Susan Minot, author of "Thirty Girls" (Knopf, February 2014).

Susan Minot, author of "Thirty Girls" (Knopf, February 2014). Credit: Huger Foote

"Thirty Girls" (Alfred A. Knopf, $26.95) is a complete departure for Susan Minot, whose earlier novels ("Monkeys," "Evening") are minimalist modern narratives about family and romantic relationships. Here, her topic is terrorist child abduction in Uganda, based on a true incident that occurred in 1996.

Esther is a Ugandan 15-year-old taken from her Catholic boarding school by the Lord's Resistance Army, a group that abducted about 30,000 children between 1989 and 2012 (the group's leader is currently in hiding in Congo). Jane is an American writer who goes to Uganda to research the story, traveling with a group of friends to the rehabilitation center where Esther is living after her escape. The novel alternates between their two narratives.

In 2000, Minot published a nonfiction piece about the girls, "This We Came to Know Afterward," first in McSweeney's, then in "The Best American Travel Writing 2001." We spoke to her about the role of fiction in shedding light on real-world atrocities.

Talk about your decision to novelize this story.

It had a big impact on me to do the original article; it was the first time I had written something to get information out there rather to explore a psychological truth. However, there was barely any response. I was disappointed, but I didn't forget about it. I went on, I moved to Maine, I got married, I had a child, I worked on painting and poetry, but I didn't forget about those girls. Five or six years later, when I sat down to write another book, it was still the most important thing.

There are two threads in "Thirty Girls": Esther's story is a kind of imagined memoir, vocalizing the experience of a victim, sort of like Dave Eggers' "What Is the What." The other thread follows the journalist Jane, a hypersensitive Joan Didion-type character, obsessed not only with the story she's covering but with her own existential issues.

While the story of the girls is what I was first compelled by, I didn't want to overload the reader with a totally relentless experience, only focusing on horrible things. I wanted to show how alternate stories go on in the same world, the same geographic place. Esther's story is profound because the stakes are so high, and usually that would be the only story told, because other kinds of struggle pale in comparison. I was challenging that notion. A struggle, to the person experiencing it, is a struggle.

It's a risky choice. Jane expresses it herself at one point: "How could she be thinking so lightly of love, here in a place where people's lips were cut off and girls were snatched out of their beds?" That seems be one of the central issues of the novel.

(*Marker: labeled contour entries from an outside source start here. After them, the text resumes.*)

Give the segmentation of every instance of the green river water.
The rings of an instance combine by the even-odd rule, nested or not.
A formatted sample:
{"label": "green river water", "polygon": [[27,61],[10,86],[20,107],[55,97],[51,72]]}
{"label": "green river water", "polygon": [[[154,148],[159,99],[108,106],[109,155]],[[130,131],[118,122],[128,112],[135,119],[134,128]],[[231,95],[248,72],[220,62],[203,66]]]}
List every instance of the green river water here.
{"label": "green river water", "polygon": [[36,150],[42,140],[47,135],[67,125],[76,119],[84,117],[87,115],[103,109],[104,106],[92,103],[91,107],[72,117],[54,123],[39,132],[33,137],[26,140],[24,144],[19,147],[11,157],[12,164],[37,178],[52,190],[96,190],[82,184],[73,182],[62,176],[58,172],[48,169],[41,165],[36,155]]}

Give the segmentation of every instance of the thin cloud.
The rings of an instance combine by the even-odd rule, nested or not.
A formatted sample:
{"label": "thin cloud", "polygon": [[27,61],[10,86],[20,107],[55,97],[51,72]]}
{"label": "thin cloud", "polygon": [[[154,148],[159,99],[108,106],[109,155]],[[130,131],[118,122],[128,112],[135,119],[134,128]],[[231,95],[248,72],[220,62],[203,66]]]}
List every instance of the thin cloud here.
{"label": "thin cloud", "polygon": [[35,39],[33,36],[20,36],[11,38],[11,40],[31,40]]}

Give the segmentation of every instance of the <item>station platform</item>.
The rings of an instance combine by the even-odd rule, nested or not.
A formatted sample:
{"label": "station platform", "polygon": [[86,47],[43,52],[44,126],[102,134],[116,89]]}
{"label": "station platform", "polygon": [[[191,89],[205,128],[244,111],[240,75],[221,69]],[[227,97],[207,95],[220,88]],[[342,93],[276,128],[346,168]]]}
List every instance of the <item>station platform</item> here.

We all operate on many different levels. Our concerns aren't always appropriate, or morally elevated. The standard reaction to Jane is, Oh, you're privileged, what are you worrying about? This girl doesn't know if she's going to live another day. But comparing people's experiences doesn't prove anything or help us get closer to each other in any way.

It's an exciting moment in the book when Jane and Esther finally meet, and you see them through each other's eyes. Without revealing any spoilers, at the end of the book it's as if their worlds bleed into one another -- dramatic events occur that are almost hard to accept.

There are a lot of things that are unacceptable in the book. Things happen that you cannot believe -- but they happen. People live with these things, they survive, but survival is difficult. ... Even if, morally, people think that children are the first people who should be saved, in the real world, there's no incentive to save them.

One of the things that is particularly touching when you see these children is that even though they are like sponges, taking in everything, their lives altered forever, they also are incredibly resilient. You see how they adjust, how they carry on ... and it's heartbreaking. Again, a seemingly unacceptable thing.

Did you feel sad when you were writing the book?

Not so much sad, but exhausted, and determined to stick with it. Matisse said, "A good painting is like a comfortable armchair." This is not a comfortable armchair. But what's the charge of art? To comfort the disturbed and disturb the comfortable. I'm trying to do both.